United States v. Trupin, Docket No. 05-2934-cr (2d Cir. Jan. 23, 2007) (Wesley, Hall, Jones): The real sentencing action is occurring elsewhere, of course, but someone has to report the news from the provinces. This opinion is bad news indeed, but may become irrelevant by June. Keep your fingers crossed.
Here, on a Government appeal of the 69-year-old tax-cheat defendant’s 7-month prison sentence, a Panel of the Circuit vacates the sentence as substantively unreasonable — i.e., “too darn short for our particular taste.” The opinion is fact specific, to be sure, but also portends a broader view of sentencing (at both the district and Circuit levels) quite familiar to most — the pre-Booker, mandatory Guidelines regime in which sentences outside the Guidelines range were presumptively suspicious and lawful only where exceptional circumstances exist. Also, nowhere seen is the deferential, hands-off appellate posture announced in Crosby and Fleming to establish the post-Booker appellate framework for the Circuit. Instead, this particular Panel essentially assumes the role of a higher sentencing court, overruling the lower court’s (irreducibly) subjective judgment about the most “just” and appropriate sentence in favor of its own (and different) subjective judgment about the same. One need not be a cynic to point out that had a different Panel of the same Court heard Trupin’s appeal — for instance the Panel that affirmed a well-below-the-range sentence in Jones, 460 F.3d 191 (2d Cir. 2006) (click here for our discussion), a sentence justified, at bottom, by the district judge’s “gut feeling” that the defendant deserved a break — the result would have been different. Let’s hope the Big Court in DC cleans up this mess of its own making.
Here are the relevant details — though the retrograde nature of the opinion can only be appreciated on a full reading. Trupin is 69 years old. He was convicted at trial of failing to report $6 million in income over a 6-year period, a scam that involved shell companies, phony accounts, etc. At the original pre-Booker sentencing, the judge declined to depart downward on the basis of Trupin’s age or family circumstances (he has an ill wife) and imposed a 41-month sentence (the bottom of the applicable range), though stating his personal view that the Guidelines range was too harsh. Following Booker and a remand pursuant to Crosby, the district judge imposed a principal sentence of 7 months’ incarceration and 7 months’ home confinement (as part of a 3-year term of supervised release).
To justify this sentence, the judge pointed to, inter alia, (1) the fact that, “from everything I can see, Mr. Trupin does everything in his power to take good care of his [ill] wife, even though he doesn’t have the means that he once had”; (2) Trupin’s advanced age, which means that “service of a lengthy sentence will be a greater hardship on him than in most cases,” and further noting that recidivism generally declines with age and opining that “Trupin is not going to go out and commit any more crimes of the sort he’s done”; (3) the fact that it’s unlikely that the IRS could collect the amounts owed by Trupin anyway, whether he’s incarcerated or not; and (4) the court’s view that “a few weeks in jail for most of us would be a very, very significant punishment.”

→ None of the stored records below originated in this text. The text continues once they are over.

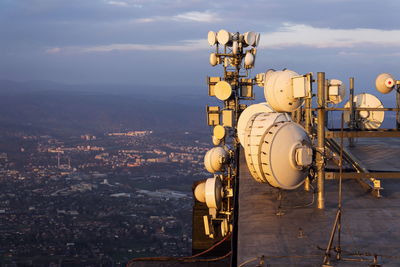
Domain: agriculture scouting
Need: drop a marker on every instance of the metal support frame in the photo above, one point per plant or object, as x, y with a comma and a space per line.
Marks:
352, 111
320, 157
307, 126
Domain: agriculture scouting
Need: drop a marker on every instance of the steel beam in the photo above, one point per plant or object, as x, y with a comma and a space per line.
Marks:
320, 157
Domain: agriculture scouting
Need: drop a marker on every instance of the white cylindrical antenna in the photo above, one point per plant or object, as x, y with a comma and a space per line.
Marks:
248, 60
215, 159
224, 37
385, 83
212, 38
213, 59
223, 90
336, 91
199, 192
250, 38
278, 90
235, 47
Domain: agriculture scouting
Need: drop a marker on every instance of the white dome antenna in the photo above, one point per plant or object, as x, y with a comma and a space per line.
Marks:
366, 119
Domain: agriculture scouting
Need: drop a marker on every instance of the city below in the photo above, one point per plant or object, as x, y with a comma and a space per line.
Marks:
97, 200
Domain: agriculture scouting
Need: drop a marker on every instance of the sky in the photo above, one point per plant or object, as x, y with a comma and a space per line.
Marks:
163, 42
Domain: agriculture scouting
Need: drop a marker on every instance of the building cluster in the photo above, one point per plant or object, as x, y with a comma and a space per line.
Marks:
63, 205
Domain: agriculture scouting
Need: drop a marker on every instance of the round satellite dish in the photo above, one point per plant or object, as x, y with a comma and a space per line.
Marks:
199, 192
336, 91
278, 91
285, 155
250, 38
256, 127
213, 59
212, 38
384, 83
222, 90
215, 159
248, 60
366, 119
219, 132
214, 193
224, 37
247, 114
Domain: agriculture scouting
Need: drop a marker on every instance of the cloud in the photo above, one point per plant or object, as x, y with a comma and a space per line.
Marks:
183, 46
53, 50
117, 3
290, 35
196, 16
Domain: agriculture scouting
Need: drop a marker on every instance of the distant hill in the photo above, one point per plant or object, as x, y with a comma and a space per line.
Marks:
52, 108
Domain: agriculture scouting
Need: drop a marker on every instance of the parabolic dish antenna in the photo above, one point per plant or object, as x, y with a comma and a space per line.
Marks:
366, 119
278, 91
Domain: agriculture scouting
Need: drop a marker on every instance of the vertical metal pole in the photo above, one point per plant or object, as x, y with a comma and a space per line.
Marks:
352, 111
298, 114
397, 106
307, 126
321, 140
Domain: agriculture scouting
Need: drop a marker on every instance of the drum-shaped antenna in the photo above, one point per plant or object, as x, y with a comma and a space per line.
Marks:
249, 112
278, 91
279, 154
385, 83
212, 38
336, 91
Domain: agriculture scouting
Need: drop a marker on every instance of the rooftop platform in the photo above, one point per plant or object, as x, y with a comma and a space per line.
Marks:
296, 236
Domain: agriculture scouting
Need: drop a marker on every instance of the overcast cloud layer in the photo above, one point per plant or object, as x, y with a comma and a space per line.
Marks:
164, 41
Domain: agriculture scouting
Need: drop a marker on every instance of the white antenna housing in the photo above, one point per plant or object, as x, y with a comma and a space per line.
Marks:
199, 192
278, 153
214, 193
249, 112
222, 90
278, 91
224, 37
336, 91
367, 119
215, 159
385, 83
212, 38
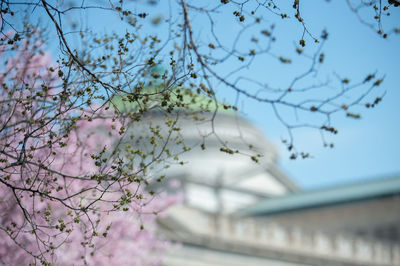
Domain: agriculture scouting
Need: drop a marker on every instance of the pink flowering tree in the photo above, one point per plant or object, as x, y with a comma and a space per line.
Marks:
72, 189
79, 81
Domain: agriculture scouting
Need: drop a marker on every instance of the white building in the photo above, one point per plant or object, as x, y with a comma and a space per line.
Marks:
238, 212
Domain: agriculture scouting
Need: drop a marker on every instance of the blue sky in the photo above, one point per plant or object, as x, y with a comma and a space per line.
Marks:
364, 148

The Panel finds fault with each aspect of the district court’s reasoning, essentially substituting its own subjective judgment for the lower court’s. Op. 7. First, regarding Trupin’s age and family circumstances, the Panel points out that the district court denied a downward departure on the same grounds at the original sentencing, and did not reconsider this decision at the post-Booker resentencing. “So what?”, one might say in this post-Booker world, but not so the Panel. This fact is significant, Op. 7-8, because it shows that the “court placed far too much weight on Trupin’s family circumstances and age without giving adequate weight to the other statutory factors” at the resentencing. Op. 8. Huh.
Regarding Trupin’s wife and his efforts to care for her, for instance, the Panel claims that this factor “is neither sufficiently compelling nor present to the degree necessary to support the sentence imposed.” Id. This is so because, among other things, Trupin’s presence was not “essential to his wife’s well-being.” Id. Moreover, the fact that Trupin will not be able to care for his wife during his incarceration is “not sufficiently unique” to him, “but rather is true of every married defendant who runs afoul of the law.” Op. 9.

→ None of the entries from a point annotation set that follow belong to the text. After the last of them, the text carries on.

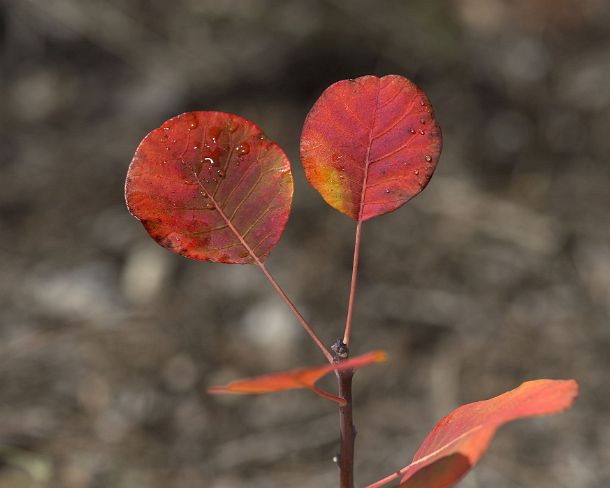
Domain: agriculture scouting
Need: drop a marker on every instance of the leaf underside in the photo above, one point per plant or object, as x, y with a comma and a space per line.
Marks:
459, 440
370, 144
210, 186
297, 378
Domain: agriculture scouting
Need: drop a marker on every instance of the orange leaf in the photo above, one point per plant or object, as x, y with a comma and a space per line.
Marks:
211, 186
370, 144
459, 440
298, 378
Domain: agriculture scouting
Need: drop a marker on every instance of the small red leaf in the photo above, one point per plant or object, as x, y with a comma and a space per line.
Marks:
211, 186
297, 378
371, 144
459, 440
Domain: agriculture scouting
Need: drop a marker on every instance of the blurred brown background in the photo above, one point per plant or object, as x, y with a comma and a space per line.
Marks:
499, 272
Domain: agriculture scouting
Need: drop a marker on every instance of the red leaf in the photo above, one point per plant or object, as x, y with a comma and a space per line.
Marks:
297, 378
459, 440
211, 186
370, 144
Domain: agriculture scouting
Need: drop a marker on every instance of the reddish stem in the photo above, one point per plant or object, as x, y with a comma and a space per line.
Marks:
348, 431
294, 310
260, 264
352, 292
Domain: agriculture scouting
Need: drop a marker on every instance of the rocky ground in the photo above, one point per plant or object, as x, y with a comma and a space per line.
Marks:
499, 272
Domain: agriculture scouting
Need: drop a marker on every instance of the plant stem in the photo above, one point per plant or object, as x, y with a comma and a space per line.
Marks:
294, 310
348, 431
352, 291
260, 264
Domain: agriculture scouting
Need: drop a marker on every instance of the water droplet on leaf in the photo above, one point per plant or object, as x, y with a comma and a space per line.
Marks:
243, 149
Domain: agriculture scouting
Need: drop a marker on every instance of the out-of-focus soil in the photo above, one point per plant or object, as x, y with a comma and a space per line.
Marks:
498, 273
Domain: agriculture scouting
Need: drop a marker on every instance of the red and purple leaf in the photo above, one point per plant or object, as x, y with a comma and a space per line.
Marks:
297, 378
459, 440
370, 144
210, 186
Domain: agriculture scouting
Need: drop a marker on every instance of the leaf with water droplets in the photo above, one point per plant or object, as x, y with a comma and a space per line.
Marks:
459, 440
297, 378
207, 186
371, 144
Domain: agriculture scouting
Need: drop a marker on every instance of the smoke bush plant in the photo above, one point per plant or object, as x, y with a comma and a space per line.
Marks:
212, 187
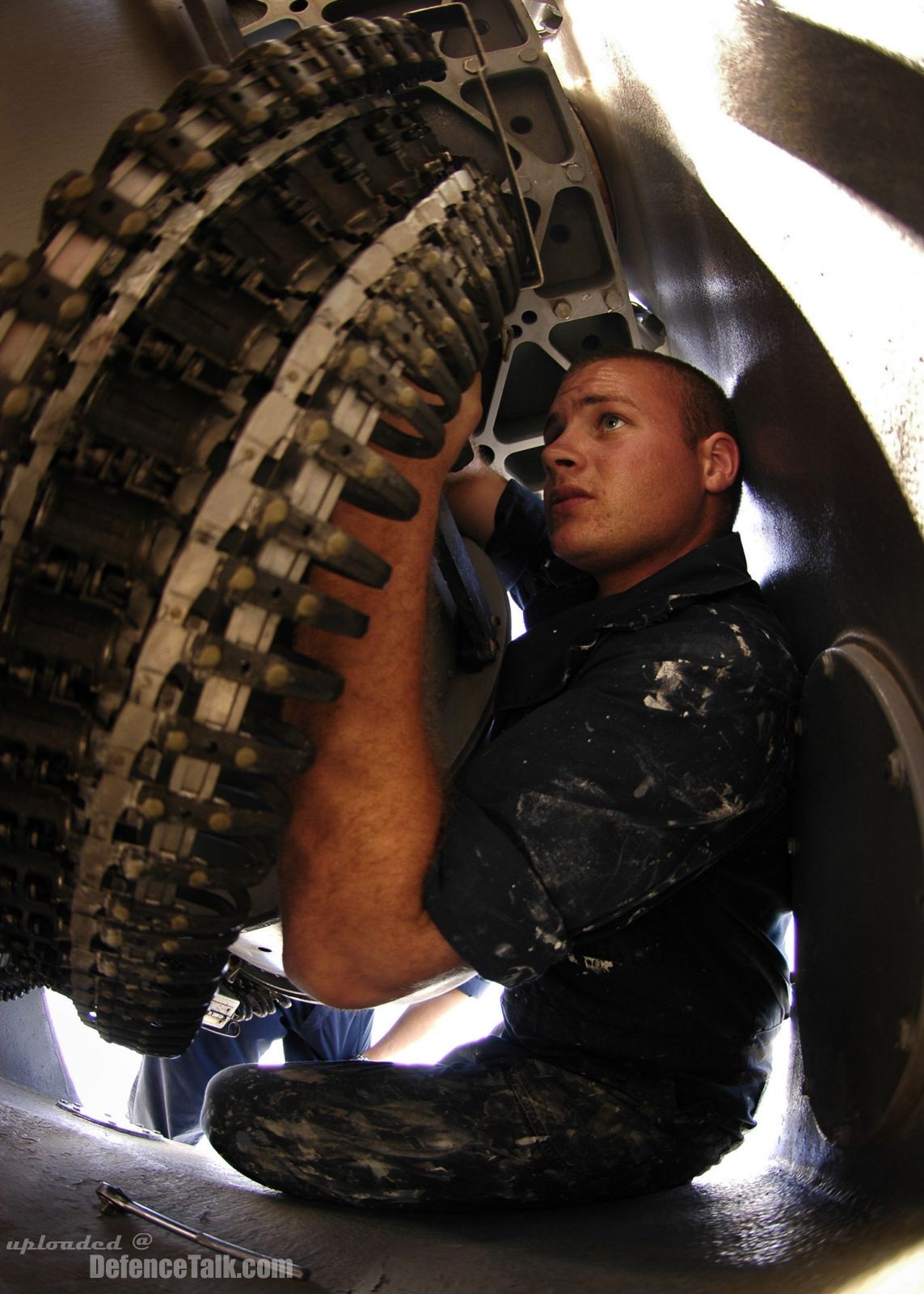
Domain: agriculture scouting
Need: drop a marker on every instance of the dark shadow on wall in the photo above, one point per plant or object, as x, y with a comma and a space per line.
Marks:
842, 123
846, 548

The Panel also finds that the court “placed too much weight on Trupin’s advanced age,” pointing out that he was in good health and that — regardless of general recidivism statistics — Trupin began committing crimes in his 50s and then continued doing so into his 60s. Op. 9. Also, “whether and to what extent the IRS would be able to collect the unpaid taxes” is “an irrelevant variable to include in the sentencing calculus.” Id.

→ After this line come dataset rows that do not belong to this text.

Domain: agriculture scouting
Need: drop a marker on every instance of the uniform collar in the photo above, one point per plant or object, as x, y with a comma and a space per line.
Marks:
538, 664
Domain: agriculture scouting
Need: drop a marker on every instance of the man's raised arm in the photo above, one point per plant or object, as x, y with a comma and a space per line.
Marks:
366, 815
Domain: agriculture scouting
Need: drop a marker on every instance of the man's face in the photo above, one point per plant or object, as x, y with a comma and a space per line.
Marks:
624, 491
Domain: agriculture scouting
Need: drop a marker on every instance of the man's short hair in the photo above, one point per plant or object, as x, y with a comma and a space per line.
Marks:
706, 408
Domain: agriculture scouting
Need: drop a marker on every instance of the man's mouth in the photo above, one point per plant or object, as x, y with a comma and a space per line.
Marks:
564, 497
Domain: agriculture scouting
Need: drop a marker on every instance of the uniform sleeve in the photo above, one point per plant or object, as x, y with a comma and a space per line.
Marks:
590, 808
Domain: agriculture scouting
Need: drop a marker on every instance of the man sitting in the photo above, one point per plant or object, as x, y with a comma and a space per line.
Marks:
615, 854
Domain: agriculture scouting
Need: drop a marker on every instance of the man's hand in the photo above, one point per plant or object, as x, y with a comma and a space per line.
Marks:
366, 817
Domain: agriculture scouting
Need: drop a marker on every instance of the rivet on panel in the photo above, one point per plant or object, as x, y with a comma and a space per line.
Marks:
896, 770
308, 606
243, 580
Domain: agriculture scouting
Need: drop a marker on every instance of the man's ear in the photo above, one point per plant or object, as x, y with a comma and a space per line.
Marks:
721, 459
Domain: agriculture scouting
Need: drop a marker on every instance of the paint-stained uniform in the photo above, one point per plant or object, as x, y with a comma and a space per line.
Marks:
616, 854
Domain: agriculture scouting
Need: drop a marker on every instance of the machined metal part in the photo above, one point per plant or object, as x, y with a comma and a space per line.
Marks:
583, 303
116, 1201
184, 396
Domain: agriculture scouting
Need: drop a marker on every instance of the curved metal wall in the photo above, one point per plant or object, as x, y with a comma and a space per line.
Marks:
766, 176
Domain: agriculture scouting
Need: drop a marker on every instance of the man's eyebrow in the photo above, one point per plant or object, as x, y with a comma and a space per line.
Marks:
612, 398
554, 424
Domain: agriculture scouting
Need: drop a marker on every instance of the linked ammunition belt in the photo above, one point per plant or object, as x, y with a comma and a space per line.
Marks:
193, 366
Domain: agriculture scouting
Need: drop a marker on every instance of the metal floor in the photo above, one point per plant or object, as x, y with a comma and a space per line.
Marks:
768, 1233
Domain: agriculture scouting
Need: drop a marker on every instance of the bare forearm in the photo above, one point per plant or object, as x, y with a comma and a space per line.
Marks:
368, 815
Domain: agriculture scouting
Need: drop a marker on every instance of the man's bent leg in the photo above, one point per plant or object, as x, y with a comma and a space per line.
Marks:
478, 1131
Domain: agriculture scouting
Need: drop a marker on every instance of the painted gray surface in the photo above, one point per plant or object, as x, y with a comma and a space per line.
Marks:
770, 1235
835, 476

Additionally, once again substituting its judgment for the lower court’s, the Panel believed that the 7-month sentence does not “reflect the seriousness of Trupin’s offense.” Op. 9. And, finally, the Panel rejects the district court’s claim that even a few weeks in prison is a significant sentence, describing this as a “general policy disagreement” that a sentencing judge is forbidden to make. Op. 10.